A primeira tentativa foi em 1981, mesmo contra a vontade da própria mãe. “Apesar de minha mãe não ser a favor, pedi a ela que fizesse um empréstimo em uma financeira para eu ir pagando o valor da prestação com as vendas das revistas. Entretanto, para minha surpresa, não deu certo. Em um mês, eu não consegui vender nada. Foi aí que tive a ideia de ir para as ruas vender”, conta.

Mesmo assim, o resultado não foi tão bom quanto o esperado e Lacarmélio continuava sem ter lucros. Foi aí que surgiu a possibilidade de ele trabalhar como freelancer em gráficas para manter a revista. “Havia uma gráfica que imprimia o miolo da revista, mas não tinha o papel certo para imprimir a capa, e eu precisava ir a outra gráfica para fazer isso”, relembra.

Depois de perceber que não estava tendo lucro com a produção, impressão e venda das revistas, Celton resolveu parar e analisar em que estava errando. “Eu não conseguia entender o que acontecia para eu não vender”, revela.

 

As mudanças

Então, em 1998, Lacarmélio fez um levantamento dos fatores que o estavam atrapalhando e descobriu que o lugar no qual tentava prospectar não era o correto. “Como eu vendia nos bares, dificilmente conseguia tirar algum dinheiro durante a semana. As coisas só funcionavam nos fins de semana”, relembra.

Ele também verificou que os temas dos quadrinhos dificultavam as vendas e, por isso, resolveu escrever somente histórias ligadas à realidade da própria cidade. “Eu percebi que não há nada melhor que falar sobre a realidade de todos”, destaca. Além disso, a revista precisava de um nome que realmente chamasse atenção, e aí surgiu a Belô, revista de histórias em quadrinhos. Lacarmélio também deu vida a uma personagem: o super-herói Celton. A missão dele era sempre contar algo de forma heroica. Deu certo e Celton acabou se tornando um sucesso na capital mineira.

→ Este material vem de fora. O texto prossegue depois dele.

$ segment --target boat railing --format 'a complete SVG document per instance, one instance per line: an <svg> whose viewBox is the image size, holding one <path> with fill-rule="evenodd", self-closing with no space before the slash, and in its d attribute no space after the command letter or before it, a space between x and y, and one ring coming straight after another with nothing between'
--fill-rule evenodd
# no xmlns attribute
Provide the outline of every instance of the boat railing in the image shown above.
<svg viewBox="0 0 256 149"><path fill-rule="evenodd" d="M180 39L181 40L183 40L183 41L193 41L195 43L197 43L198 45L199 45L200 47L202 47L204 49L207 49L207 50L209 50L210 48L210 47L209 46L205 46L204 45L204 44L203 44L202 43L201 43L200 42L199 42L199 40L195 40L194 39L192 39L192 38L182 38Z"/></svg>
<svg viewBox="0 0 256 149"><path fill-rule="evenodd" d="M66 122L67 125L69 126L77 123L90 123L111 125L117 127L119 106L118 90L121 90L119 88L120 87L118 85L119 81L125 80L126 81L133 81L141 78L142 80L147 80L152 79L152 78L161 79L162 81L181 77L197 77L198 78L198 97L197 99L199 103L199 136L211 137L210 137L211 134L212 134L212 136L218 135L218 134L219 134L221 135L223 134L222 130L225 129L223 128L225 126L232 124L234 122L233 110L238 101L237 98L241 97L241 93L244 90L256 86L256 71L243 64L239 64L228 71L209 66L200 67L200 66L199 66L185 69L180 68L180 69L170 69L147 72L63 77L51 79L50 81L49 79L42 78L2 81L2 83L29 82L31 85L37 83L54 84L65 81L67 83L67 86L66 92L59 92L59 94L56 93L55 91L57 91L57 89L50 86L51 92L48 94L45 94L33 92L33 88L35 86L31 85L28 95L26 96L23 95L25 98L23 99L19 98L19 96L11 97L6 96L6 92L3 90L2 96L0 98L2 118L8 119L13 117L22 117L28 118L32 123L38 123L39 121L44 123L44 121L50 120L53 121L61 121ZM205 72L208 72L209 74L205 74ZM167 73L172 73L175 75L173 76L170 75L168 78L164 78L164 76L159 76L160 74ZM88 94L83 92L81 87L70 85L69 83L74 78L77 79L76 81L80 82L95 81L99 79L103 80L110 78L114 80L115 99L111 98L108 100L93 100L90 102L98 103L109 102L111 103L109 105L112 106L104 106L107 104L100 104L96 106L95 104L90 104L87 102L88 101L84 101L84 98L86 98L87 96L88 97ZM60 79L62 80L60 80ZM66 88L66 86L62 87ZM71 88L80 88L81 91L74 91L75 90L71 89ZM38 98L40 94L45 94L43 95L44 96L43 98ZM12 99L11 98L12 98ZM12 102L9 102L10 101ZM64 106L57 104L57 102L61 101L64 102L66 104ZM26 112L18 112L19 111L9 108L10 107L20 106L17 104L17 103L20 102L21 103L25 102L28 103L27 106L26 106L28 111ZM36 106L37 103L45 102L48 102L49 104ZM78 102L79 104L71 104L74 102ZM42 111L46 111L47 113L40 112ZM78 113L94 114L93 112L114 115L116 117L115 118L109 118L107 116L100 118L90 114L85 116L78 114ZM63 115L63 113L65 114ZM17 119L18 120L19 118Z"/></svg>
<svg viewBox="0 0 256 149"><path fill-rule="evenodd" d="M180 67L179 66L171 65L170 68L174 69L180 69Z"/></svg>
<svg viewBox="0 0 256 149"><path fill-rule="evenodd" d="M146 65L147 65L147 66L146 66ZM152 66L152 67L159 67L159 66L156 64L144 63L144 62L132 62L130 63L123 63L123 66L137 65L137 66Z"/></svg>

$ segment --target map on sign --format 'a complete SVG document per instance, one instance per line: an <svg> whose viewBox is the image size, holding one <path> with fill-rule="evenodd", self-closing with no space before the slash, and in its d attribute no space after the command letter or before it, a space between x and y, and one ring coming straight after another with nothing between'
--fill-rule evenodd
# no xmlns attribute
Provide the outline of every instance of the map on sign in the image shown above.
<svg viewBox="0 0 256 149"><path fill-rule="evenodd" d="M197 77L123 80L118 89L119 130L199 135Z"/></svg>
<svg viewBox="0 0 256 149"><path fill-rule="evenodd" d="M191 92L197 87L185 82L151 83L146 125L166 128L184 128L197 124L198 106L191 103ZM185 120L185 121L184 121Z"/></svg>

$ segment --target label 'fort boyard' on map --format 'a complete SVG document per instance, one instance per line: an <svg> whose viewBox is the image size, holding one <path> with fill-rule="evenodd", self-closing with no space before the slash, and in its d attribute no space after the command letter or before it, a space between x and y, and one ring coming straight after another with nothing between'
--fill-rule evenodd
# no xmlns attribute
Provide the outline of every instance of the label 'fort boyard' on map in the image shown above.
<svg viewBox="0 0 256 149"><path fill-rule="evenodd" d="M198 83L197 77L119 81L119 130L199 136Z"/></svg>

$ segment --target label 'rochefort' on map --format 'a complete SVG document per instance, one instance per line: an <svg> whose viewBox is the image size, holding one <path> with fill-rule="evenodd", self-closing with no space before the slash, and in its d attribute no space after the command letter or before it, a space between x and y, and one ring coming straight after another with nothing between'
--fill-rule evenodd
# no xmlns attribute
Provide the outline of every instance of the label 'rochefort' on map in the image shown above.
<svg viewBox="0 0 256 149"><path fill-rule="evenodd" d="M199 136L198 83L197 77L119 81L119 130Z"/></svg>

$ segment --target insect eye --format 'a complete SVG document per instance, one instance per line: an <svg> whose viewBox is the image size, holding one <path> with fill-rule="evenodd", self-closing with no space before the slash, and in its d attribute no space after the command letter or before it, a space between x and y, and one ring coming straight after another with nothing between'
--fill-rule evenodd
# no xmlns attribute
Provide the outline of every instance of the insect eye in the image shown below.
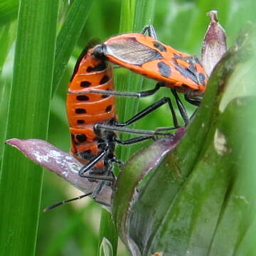
<svg viewBox="0 0 256 256"><path fill-rule="evenodd" d="M100 60L106 60L106 56L104 53L105 48L105 46L103 44L95 46L92 53L93 55Z"/></svg>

A primeira edição da Belô já foi um sucesso. “Misturei ficção com a origem de Belo Horizonte. Comecei contando a história de uma estátua que fica na Praça da Estação e que muita gente aqui conhece, mas não sabe a origem dela. Na minha história, essa estátua tem a missão de combater a corrupção na cidade. Só que, além da estátua, criei uma fada que chegava de Ouro Preto e dava vida à estatua, e as duas se aventuravam por Belo Horizonte”, conta. Dessa forma, Lacarmélio conseguiu atrair mais leitores, afinal, era a história da cidade, mas contada de forma diferente, o que lhe rendeu 38 revistas vendidas só no primeiro dia.

Outro ponto que contribuiu para a revista recomeçar a vender bem foi o novo jeito de abordar os clientes. Lacarmélio pegou uma bicicleta, colocou uma placa na garupa e foi para o primeiro engarrafamento que encontrou na cidade. Parou a bicicleta, pegou a placa na qual estava escrito: “Estou vendendo a Belô, uma revista em quadrinhos que eu mesmo fiz. Só R$1,00”, colocou sobre o seu ombro e ficou parado no sinal, expondo seu produto. (Colocar foto)

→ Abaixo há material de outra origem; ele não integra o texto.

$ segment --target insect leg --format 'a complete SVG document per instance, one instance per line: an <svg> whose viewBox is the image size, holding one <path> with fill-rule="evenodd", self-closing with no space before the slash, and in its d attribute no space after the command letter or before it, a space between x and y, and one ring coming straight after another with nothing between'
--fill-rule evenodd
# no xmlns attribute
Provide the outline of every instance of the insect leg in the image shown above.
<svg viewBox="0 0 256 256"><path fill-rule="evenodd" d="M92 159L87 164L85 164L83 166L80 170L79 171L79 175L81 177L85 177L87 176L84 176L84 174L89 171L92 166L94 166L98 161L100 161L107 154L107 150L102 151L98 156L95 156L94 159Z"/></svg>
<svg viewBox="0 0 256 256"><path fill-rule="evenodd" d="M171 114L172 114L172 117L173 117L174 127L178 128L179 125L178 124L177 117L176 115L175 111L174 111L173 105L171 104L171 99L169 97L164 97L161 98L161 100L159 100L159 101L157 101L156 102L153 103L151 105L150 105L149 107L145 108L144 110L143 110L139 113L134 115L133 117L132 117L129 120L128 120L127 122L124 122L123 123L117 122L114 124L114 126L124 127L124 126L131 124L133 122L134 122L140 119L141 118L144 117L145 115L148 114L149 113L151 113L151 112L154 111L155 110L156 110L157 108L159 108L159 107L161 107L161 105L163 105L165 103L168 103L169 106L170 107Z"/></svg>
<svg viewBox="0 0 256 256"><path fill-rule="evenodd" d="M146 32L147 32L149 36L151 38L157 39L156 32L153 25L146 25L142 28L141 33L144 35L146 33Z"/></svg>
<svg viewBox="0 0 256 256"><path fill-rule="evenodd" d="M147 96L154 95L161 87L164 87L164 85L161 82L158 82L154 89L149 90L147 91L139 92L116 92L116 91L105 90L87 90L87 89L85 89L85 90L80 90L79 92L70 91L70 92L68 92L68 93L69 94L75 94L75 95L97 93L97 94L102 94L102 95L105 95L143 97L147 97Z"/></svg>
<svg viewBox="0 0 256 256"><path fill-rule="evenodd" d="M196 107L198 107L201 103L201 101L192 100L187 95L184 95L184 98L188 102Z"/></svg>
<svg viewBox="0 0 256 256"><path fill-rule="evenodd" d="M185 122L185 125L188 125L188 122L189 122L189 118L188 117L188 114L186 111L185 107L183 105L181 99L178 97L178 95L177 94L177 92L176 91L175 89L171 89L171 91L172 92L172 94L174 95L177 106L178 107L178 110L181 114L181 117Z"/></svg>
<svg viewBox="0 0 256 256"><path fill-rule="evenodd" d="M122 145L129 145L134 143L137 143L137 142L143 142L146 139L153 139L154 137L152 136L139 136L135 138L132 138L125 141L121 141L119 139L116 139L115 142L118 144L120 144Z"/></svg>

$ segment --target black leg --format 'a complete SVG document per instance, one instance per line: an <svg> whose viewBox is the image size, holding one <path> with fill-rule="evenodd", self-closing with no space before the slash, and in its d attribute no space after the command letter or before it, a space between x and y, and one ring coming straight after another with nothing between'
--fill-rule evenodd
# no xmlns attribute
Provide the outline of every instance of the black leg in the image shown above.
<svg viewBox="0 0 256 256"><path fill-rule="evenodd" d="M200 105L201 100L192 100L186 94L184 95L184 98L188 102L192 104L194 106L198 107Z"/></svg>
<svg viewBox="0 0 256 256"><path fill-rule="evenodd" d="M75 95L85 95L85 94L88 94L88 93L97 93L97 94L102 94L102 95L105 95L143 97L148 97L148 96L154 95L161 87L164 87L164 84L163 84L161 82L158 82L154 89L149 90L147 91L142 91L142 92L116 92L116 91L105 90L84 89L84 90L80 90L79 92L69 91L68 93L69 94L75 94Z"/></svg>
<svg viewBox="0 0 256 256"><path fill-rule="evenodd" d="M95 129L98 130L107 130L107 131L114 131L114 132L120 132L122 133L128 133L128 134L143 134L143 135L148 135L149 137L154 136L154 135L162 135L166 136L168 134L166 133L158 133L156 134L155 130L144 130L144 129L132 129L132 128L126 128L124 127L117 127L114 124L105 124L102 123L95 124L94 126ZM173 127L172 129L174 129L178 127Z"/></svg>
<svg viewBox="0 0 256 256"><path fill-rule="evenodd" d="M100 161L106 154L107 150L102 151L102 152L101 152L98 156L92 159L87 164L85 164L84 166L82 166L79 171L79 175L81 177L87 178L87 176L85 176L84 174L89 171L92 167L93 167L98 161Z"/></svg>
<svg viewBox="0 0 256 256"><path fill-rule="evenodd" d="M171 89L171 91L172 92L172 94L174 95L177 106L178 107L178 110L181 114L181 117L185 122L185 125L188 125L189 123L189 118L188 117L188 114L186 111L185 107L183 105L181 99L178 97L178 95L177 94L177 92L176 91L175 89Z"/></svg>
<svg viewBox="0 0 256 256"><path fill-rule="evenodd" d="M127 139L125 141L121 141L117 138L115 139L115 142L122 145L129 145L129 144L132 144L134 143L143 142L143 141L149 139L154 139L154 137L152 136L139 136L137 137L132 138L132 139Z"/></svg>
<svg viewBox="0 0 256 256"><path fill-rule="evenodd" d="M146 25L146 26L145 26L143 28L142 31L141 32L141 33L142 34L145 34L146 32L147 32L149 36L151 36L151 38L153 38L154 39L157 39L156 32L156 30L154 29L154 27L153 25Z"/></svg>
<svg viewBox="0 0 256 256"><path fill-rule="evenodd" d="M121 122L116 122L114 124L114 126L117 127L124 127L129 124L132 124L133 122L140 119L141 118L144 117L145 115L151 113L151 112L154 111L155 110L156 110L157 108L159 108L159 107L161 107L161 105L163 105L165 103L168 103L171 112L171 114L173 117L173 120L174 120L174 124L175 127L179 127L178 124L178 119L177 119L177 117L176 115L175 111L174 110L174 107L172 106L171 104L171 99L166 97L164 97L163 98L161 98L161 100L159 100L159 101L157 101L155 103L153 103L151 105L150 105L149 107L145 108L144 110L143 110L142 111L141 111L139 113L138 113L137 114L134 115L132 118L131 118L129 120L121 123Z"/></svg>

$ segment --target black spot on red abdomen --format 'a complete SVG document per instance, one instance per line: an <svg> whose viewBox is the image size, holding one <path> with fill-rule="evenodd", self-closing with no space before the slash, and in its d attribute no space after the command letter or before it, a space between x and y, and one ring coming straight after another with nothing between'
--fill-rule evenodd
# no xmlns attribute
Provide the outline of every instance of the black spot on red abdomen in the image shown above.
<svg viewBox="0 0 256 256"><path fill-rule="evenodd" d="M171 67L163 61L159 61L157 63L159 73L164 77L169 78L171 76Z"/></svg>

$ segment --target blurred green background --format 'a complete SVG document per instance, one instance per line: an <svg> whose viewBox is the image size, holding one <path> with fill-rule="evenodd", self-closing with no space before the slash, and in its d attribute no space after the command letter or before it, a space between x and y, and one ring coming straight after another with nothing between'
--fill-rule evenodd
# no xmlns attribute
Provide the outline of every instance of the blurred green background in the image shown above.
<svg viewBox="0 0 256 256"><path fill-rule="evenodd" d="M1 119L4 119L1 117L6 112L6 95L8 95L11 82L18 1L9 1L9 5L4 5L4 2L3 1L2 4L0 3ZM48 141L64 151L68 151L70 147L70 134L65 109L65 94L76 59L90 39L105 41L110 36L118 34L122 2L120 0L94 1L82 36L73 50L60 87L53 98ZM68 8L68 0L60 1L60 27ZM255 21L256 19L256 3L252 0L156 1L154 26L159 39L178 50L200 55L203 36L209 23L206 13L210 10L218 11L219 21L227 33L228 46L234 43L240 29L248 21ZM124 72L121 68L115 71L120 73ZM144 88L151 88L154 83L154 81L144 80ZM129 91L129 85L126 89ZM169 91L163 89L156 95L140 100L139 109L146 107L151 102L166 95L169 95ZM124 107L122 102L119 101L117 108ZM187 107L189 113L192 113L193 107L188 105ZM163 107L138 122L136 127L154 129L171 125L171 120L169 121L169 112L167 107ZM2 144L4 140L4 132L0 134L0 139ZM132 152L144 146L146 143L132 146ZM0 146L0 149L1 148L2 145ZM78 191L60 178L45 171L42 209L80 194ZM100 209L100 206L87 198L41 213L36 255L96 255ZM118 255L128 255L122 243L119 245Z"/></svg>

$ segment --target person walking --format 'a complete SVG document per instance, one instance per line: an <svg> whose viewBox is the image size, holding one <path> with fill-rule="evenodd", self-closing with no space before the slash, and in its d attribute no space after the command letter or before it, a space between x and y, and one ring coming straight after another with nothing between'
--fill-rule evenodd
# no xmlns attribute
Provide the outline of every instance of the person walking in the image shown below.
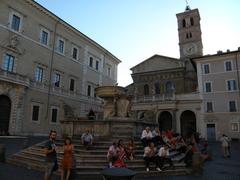
<svg viewBox="0 0 240 180"><path fill-rule="evenodd" d="M64 155L62 159L61 180L68 180L73 169L73 145L72 140L67 137L63 145ZM65 172L67 171L66 178Z"/></svg>
<svg viewBox="0 0 240 180"><path fill-rule="evenodd" d="M229 143L230 143L230 138L226 136L225 134L222 135L220 138L220 141L222 143L222 149L223 149L223 156L224 158L230 157L230 152L229 152Z"/></svg>
<svg viewBox="0 0 240 180"><path fill-rule="evenodd" d="M57 164L57 146L55 140L57 137L57 132L51 130L49 133L49 140L46 142L44 147L44 152L46 155L46 166L45 166L45 180L50 180L52 173L58 169Z"/></svg>
<svg viewBox="0 0 240 180"><path fill-rule="evenodd" d="M88 150L90 146L93 144L93 135L90 133L89 129L86 130L85 133L81 136L82 144L86 147Z"/></svg>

Nos primeiros dias, a abordagem deu certo, mas depois o vendedor precisou melhorar o jeito de atrair os leitores e criou uma nova maneira. “Toda vez que o sinal fechava, eu já calculava o tempo que tinha que ir até a ponta do engarrafamento e voltar”, alegra-se, contando o fato.

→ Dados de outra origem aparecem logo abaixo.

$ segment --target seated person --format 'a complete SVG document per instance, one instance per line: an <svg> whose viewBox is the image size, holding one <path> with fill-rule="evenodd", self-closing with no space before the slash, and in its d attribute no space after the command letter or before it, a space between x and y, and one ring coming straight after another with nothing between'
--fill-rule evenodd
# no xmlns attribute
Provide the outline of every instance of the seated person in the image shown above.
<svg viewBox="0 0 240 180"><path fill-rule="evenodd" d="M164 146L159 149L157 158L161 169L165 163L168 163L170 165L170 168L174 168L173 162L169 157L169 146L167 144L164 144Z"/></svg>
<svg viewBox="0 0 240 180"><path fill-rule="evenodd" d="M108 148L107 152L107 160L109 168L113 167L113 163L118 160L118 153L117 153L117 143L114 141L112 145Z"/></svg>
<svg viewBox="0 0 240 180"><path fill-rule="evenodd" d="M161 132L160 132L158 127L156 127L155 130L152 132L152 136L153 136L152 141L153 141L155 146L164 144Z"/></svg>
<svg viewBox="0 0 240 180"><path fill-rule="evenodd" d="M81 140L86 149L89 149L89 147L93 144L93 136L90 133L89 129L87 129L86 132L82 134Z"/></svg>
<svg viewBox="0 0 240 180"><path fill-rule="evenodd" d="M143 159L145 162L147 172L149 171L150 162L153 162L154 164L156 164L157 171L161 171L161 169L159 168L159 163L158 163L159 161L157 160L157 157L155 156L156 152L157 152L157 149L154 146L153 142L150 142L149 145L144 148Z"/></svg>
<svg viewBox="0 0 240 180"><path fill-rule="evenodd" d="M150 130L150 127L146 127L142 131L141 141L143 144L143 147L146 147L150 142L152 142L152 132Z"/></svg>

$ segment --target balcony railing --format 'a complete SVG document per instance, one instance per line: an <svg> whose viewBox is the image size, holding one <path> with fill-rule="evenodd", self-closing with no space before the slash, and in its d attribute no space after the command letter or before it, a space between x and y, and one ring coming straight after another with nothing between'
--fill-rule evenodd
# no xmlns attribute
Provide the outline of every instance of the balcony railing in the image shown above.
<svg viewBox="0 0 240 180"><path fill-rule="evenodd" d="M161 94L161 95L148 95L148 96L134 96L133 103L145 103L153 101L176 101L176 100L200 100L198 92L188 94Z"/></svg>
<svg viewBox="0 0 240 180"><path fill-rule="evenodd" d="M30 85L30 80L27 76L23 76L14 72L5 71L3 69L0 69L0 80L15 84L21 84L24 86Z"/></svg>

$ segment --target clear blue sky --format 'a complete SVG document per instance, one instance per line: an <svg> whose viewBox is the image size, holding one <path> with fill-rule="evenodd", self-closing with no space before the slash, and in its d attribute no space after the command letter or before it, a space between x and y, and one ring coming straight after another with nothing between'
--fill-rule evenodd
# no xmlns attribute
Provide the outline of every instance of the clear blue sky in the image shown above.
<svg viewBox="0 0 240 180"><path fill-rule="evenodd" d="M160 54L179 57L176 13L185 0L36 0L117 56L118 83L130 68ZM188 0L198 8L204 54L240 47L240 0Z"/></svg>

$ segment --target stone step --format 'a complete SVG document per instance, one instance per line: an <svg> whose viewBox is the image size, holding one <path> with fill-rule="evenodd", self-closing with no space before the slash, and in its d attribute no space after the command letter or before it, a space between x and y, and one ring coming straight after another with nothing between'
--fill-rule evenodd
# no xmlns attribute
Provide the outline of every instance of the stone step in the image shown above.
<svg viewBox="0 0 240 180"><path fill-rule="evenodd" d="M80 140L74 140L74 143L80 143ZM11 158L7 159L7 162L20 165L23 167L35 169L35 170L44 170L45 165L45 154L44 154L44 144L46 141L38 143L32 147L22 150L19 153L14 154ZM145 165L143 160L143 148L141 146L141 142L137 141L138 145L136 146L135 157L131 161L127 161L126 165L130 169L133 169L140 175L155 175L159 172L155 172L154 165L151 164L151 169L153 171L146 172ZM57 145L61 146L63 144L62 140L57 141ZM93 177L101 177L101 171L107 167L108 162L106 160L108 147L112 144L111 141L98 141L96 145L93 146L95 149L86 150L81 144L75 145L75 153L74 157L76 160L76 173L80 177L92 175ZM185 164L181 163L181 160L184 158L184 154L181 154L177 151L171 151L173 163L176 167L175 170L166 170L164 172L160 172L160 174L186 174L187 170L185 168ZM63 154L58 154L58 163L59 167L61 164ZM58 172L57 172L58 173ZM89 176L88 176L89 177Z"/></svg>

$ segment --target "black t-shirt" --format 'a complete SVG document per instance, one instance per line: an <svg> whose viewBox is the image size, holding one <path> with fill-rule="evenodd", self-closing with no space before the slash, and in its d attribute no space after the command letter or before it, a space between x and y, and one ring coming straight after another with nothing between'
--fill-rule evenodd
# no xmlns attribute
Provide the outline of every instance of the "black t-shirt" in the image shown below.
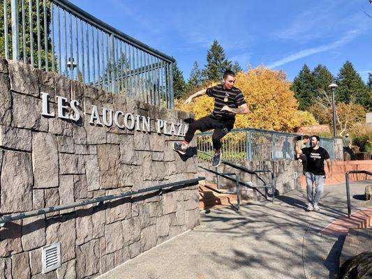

As mudanças foram acontecendo gradativamente, até que Lacarmélio criou a edição que contou o caso da sogra maldita – a edição que mais vendeu. “Depois que eu comecei com essa ideia de levar ficção para a vida real, tudo era motivo para eu escrever. E, certo dia, estava observando um carro parado no sinal. Nele, estavam um casal, na frente, e duas crianças e uma senhora atrás, que brigava com o próprio filho que estava dirigindo. Eu vi aquilo e pensei: ‘Como sogra atrapalha’. Por isso, saiu a Belô da Sogra Maldita”, diverte-se, ao lembrar.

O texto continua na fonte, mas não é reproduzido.